Question

Running DESeq2 with gene-dependent binary variable such as membership in pathway?

0

Entering edit mode

yuri.pritykin • 0

@yuripritykin-14450

Last seen 6.4 years ago

New York

Is it possible to run DESeq2 with gene-dependent binary variable such as membership in a pathway or transcription factor association?
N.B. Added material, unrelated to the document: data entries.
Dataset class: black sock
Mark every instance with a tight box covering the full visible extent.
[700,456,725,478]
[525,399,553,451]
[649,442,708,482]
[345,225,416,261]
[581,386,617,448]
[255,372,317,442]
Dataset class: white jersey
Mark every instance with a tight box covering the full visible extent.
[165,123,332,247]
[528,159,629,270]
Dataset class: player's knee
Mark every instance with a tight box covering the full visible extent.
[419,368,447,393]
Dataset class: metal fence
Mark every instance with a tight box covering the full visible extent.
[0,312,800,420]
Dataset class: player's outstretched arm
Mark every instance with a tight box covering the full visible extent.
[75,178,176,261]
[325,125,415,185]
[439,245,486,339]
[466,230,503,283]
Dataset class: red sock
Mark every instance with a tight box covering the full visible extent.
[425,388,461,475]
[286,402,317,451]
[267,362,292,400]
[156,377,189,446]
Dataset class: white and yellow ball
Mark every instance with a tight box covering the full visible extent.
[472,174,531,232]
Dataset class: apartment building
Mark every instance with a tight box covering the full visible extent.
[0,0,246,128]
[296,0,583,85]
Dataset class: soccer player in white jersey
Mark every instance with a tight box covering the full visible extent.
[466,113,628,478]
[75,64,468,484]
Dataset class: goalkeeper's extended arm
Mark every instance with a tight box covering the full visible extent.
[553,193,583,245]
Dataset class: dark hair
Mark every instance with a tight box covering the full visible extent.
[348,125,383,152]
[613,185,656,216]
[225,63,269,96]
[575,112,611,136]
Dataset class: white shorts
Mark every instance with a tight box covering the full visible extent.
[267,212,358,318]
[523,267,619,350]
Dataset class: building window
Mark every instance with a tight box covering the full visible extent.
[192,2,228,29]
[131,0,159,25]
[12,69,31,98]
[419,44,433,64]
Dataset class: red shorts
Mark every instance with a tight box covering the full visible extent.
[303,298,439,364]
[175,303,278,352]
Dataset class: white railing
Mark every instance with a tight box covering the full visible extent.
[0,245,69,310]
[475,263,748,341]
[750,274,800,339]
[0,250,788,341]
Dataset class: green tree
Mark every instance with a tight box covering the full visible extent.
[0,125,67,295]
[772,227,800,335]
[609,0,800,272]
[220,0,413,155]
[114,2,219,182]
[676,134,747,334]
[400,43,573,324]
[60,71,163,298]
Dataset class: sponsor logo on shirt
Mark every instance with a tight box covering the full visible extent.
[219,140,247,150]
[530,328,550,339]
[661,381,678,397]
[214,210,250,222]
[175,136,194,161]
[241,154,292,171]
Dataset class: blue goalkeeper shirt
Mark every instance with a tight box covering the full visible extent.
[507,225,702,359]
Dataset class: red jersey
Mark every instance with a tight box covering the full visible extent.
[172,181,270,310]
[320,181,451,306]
If not, in principle is it possible to modify functions fitNbinomGLMs, fitBeta, etc. so that it becomes possible in a meaningful way, or I miss some issue that doesn't allow this?

deseq2 • 1.2k views

ADD COMMENT • link updated 6.4 years ago by indradhawa1562 • 0 • written 6.4 years ago by yuri.pritykin • 0

1

Entering edit mode

To me at least, it's unclear what could be achieved by this. Membership of pathway is usually dealt with by something akin to GSEA after generating a statistic via DESeq2. The only other thing I can of is subsetting your data by your binary variable, but there would be very little difference (if any) between doing this subsetting before or after the running of DESeq, so it seems a little pointless. If you're talking about a gene-and-sample dependent variable, then again we'd need to see what you're trying to achieve by introducing such a variable. Otherwise your gene-dependent variable is of necessity constant across samples, and therefor has no part to play in DESeq2's approach.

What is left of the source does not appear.